The simple message carries two main points: First, while the holiday season might be joyous and celebratory for many of us, for a large number of our students it is a time of uncertainty and even turmoil. Existing housing or economic instability is exacerbated by extra-short days and extra-long, cold nights; a roof and heat are not necessarily guarantees. The pressures of gift-giving and consumerism amplify the divide between the haves and have-nots as our students navigate that difficult social landscape around who gets what, wants what, or how many gifts end up under the tree. (As one former student put it years ago, “I never understood why Santa always liked the rich kids more…even the ones who were jerks.”) Add to all this the financial and personal stresses that the adults in our kids’ lives experience…stress that our students observe and absorb…and the kids who walk into our classrooms on these inter-holiday days might be carrying extra burdens we don’t see the rest of the year.

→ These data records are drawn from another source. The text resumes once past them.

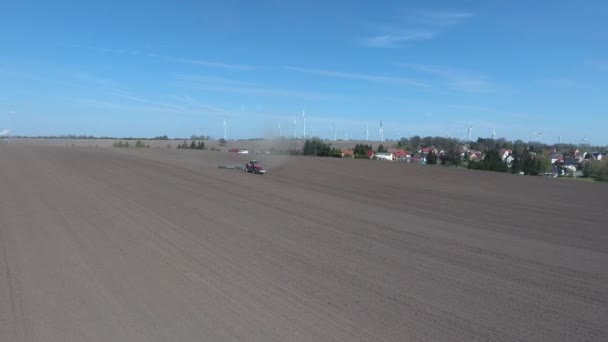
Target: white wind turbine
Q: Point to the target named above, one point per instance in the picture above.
(224, 129)
(335, 137)
(304, 119)
(537, 135)
(5, 135)
(469, 130)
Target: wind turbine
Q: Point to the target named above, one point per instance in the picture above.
(469, 130)
(304, 118)
(5, 135)
(537, 134)
(335, 137)
(224, 129)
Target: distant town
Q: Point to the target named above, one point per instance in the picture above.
(498, 155)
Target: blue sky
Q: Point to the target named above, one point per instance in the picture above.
(127, 68)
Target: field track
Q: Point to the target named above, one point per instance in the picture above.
(101, 244)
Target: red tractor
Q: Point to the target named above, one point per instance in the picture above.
(254, 167)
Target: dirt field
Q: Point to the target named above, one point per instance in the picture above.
(101, 244)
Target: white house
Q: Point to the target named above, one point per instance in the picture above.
(384, 156)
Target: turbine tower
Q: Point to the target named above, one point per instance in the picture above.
(335, 137)
(469, 129)
(537, 134)
(304, 119)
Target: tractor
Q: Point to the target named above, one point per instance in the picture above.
(254, 167)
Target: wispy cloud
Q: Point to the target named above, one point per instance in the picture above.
(421, 25)
(237, 87)
(601, 65)
(469, 107)
(356, 76)
(461, 80)
(439, 18)
(396, 37)
(562, 83)
(193, 61)
(215, 64)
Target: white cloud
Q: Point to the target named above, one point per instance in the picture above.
(231, 86)
(215, 64)
(201, 62)
(361, 77)
(397, 37)
(601, 65)
(440, 19)
(422, 25)
(461, 80)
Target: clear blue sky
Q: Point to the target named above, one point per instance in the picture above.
(124, 68)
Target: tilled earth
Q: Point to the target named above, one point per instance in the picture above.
(101, 244)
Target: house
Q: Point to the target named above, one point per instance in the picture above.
(399, 153)
(597, 155)
(571, 161)
(504, 154)
(348, 154)
(575, 152)
(475, 155)
(556, 156)
(428, 150)
(384, 156)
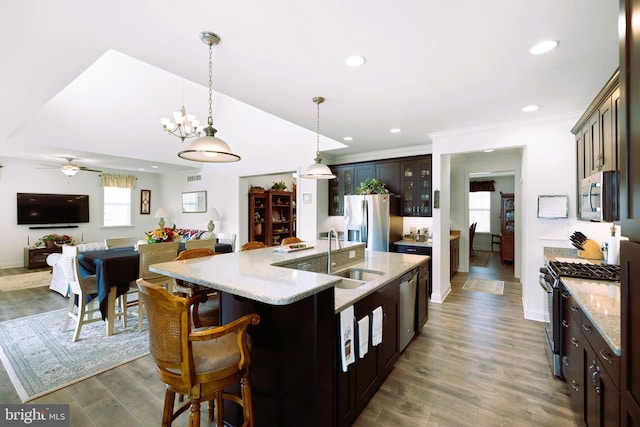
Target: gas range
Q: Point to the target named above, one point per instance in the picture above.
(605, 272)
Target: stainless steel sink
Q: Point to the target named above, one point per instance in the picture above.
(350, 284)
(359, 274)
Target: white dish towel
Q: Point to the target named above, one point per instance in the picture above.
(347, 352)
(363, 336)
(376, 327)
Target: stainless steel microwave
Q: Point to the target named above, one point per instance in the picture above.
(599, 197)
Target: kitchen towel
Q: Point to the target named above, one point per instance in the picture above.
(363, 336)
(376, 328)
(347, 354)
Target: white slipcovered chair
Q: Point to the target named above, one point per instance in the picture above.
(58, 282)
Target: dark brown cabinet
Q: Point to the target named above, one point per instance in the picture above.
(572, 352)
(507, 227)
(413, 184)
(37, 257)
(590, 368)
(356, 387)
(416, 187)
(271, 216)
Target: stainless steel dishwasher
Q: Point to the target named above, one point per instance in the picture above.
(408, 283)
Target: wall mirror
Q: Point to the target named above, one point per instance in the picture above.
(194, 201)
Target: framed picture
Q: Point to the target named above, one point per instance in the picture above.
(145, 202)
(194, 201)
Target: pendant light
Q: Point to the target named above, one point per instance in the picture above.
(318, 170)
(208, 148)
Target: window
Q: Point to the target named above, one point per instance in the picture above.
(480, 210)
(117, 206)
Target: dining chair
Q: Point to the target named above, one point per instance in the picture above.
(207, 311)
(290, 240)
(198, 364)
(200, 243)
(149, 254)
(228, 238)
(472, 234)
(252, 245)
(82, 289)
(120, 242)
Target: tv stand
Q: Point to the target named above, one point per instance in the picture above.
(37, 257)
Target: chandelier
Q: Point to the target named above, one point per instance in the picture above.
(208, 148)
(318, 170)
(184, 125)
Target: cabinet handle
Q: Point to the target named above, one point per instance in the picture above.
(575, 386)
(606, 356)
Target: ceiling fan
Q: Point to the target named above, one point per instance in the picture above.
(70, 169)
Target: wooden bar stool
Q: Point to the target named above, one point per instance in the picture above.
(201, 363)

And this all leads us to the email’s second point: As the adult, be careful not to take things personally. That kid who was always on time and engaged in September and October might fold in on himself in December, or that engagement might drift to mere compliance which might shift to full blown resistance. For others, the simmer might be much quicker to turn to a boil, as pressures from outside crank up the emotional heat. Behavior might deteriorate, focus might be hard to achieve, and tempers might be on edge. The email’s message: Don’t take it personally, and be mindful about your reaction lest you escalate an already escalated state. This is an important reminder for the adults in our system. We can’t take it personally. It isn’t us. It isn’t even them. How we react makes all the difference if the rest of the kid’s world is turmoil hiding behind tinsel.

It is important that we as teachers recognize just how different our students lives might be than what we picture. Teachers, by law, must be college graduates. Teachers, for the most part, maintain stable month-to-month and year-to-year employment. While it is true that far too many teachers do struggle financially and end up taking on additional work, particularly early in their careers, we have to remember that the vast majority of us have levels of economic and housing stability that a huge percentage of our students might not.

The National Center for Children in Poverty digests statistics from the 2016 American Community Survey to help paint the picture about the kids our systems serve. Here in Washington, our childhood poverty and low-income rates are a tick lower than the national average, but on average about two of every five kids in our system falls under either the “low-income” or “in poverty” classification.

Of course, a lower family income doesn’t inherently mean family struggle or instability…nor does affluence guarantee that students aren’t feeling unusual stresses this time of year. It cannot hurt us as professionals, though, to be extra mindful during these dark months of the unique external pressures that this supposedly festive season might have on our students.

In my own English classroom, I have used daily journaling to get to know about my students’ relationships with this time of year. The prompts draw out stories from kids about great winter memories with family and friends as well as clarity about which students love cancelled-school snow days and which ones dread them. Their writing reveals what sorts of excitements or worries this time of year brings for kids.

We must remember that for many kids “Winter Break” may be a time for family togetherness, vacations or playing in the snow. For others, it means a break from the warmth of a classroom, the consistency of meals, and adult support and supervision. We can’t solve all of these challenges for our kids, but we can certainly do our best to keep school a safe, welcoming, and stable place, even if the world outside our walls cannot provide the same.